Appellant, in asking us to conclude as a matter of law that the illegal detention hampered and impaired his defense, overlooks those parts of the transcript which show a more serious impairment because of his own dereliction. The information was filed April 14th; appellant appeared with counsel in open court for arraignment April 21st, and moved to have the arraignment continued. His motion was granted. On May 11th, his counsel presented a written order to the court fixing bail at $1,500 and that day he was released on a bond posted by a surety company. The record is deficient as to the date fixed for trial, but subsequent events indicate that the cause was set to be tried sometime prior to December 8, 1959, for on that date the superior court issued an order to the bonding company to return appellant to the jurisdiction of the court within 10 days or suffer forfeiture of the bail bond. On February 2, 1960, the court issued an order forfeiting appellant's bail bond and directed that a bench warrant issue for his arrest. Thus it is certain that for many months - the duration of which we cannot ascertain from the record - appellant was a fugitive.
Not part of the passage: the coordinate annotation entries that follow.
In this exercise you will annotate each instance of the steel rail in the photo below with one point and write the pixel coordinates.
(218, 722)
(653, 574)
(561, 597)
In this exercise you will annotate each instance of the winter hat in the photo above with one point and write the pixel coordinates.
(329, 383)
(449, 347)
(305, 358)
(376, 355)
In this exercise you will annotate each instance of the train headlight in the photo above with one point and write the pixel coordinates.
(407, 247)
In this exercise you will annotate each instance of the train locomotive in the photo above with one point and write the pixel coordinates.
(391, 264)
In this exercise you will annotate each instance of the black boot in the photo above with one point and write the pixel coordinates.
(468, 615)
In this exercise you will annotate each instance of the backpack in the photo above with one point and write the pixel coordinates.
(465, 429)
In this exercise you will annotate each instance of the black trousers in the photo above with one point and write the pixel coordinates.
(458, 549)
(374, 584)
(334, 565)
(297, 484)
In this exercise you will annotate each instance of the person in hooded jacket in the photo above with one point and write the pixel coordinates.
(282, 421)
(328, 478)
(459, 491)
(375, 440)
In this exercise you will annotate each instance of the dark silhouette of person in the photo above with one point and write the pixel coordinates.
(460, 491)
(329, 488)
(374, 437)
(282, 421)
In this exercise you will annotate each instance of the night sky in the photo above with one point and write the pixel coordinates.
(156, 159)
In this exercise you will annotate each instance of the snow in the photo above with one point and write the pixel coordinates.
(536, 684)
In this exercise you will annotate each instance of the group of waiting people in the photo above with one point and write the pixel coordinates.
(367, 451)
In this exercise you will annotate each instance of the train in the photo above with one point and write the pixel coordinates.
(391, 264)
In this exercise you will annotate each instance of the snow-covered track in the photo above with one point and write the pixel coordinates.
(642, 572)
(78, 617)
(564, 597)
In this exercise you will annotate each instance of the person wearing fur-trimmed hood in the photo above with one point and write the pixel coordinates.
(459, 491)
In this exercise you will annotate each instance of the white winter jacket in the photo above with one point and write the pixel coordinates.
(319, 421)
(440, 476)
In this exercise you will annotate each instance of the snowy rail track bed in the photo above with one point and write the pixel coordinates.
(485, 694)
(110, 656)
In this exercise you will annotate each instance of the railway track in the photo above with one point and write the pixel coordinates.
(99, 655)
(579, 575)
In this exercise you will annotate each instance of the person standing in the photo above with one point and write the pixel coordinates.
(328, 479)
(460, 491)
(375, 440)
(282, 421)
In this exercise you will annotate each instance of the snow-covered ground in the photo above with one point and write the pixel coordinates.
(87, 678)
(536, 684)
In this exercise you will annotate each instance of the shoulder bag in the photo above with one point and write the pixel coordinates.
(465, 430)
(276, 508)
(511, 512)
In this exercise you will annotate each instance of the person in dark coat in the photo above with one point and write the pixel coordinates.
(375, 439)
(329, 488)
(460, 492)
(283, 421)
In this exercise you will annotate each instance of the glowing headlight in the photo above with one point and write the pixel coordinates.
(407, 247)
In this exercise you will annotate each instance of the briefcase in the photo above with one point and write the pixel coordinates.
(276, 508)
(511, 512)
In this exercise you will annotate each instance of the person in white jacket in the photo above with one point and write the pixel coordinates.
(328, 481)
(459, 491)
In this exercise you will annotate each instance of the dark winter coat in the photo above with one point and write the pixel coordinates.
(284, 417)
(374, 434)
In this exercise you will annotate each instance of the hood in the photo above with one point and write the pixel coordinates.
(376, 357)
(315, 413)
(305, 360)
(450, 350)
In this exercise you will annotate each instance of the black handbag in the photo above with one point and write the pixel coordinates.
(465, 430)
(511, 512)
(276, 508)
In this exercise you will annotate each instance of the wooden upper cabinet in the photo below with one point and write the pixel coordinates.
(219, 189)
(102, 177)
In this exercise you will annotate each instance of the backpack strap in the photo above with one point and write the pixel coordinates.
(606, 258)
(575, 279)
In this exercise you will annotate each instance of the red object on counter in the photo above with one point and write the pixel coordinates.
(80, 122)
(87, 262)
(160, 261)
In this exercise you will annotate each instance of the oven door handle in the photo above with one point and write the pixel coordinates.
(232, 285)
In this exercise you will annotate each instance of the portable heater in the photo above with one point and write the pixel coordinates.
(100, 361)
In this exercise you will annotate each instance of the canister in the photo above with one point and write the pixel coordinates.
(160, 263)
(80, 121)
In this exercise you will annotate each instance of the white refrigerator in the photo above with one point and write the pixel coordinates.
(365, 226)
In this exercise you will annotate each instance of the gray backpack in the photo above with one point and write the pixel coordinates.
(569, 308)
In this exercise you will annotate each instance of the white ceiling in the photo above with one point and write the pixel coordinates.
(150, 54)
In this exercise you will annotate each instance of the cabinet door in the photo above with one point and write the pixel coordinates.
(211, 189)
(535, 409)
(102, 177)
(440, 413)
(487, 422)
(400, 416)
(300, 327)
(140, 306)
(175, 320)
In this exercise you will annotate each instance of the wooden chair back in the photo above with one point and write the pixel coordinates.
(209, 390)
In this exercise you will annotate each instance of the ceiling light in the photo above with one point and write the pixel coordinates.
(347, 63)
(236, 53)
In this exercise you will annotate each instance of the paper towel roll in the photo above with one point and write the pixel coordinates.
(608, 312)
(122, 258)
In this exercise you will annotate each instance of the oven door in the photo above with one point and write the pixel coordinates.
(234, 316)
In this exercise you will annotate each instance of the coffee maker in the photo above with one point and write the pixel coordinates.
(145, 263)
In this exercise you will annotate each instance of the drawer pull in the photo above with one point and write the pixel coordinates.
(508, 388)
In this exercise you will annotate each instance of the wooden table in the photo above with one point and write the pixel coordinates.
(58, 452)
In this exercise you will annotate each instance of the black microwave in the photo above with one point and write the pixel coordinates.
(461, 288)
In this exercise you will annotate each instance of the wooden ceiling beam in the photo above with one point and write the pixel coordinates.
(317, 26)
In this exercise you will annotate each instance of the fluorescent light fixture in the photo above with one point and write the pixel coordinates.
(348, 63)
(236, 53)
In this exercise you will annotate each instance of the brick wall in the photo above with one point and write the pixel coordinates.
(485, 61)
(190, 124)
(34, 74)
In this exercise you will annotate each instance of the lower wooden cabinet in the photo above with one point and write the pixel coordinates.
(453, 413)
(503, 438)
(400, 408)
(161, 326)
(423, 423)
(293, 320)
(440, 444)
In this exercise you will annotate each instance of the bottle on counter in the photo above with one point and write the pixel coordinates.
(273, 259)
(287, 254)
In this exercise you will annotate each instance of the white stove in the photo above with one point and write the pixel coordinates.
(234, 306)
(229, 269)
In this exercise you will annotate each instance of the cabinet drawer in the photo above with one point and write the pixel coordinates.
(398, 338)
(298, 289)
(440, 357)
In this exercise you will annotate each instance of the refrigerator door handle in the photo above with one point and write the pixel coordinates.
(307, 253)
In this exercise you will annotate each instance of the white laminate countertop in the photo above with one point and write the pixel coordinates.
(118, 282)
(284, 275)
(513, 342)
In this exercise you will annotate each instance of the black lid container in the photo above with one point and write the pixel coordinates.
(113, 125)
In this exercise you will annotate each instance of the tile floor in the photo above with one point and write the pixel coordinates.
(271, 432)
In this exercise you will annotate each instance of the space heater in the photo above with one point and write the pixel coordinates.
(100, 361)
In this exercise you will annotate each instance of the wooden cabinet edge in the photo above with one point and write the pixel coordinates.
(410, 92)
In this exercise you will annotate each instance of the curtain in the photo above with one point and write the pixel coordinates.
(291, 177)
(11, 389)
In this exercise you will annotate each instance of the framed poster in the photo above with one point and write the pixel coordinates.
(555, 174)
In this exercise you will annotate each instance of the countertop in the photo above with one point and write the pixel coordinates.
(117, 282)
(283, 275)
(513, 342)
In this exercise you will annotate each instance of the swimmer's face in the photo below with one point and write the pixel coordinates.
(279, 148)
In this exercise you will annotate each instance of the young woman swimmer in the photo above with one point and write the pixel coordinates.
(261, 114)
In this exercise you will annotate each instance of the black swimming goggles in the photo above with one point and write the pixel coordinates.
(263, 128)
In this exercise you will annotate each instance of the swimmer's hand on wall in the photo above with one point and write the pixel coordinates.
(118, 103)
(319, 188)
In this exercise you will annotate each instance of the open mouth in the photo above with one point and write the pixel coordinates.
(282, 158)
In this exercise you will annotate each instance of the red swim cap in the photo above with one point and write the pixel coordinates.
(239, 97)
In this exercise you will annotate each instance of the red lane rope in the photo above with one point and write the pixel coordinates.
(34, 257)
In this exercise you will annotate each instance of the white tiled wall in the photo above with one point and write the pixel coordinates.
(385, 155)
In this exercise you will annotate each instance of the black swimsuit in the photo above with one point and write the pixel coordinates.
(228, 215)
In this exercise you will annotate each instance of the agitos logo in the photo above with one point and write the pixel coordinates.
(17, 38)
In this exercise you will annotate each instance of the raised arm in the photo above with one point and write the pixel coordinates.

Had he not fled the jurisdiction, he would have had ample time and opportunity before trial to bring before the trial court all of the matters he now urges as error arising from his illegal detention between April 7, 1959, and April 14, 1959, or to prepare his proper motions and objections to be made at trial. Having done neither, we have nothing to review on this assignment of error and, therefore, we affirm.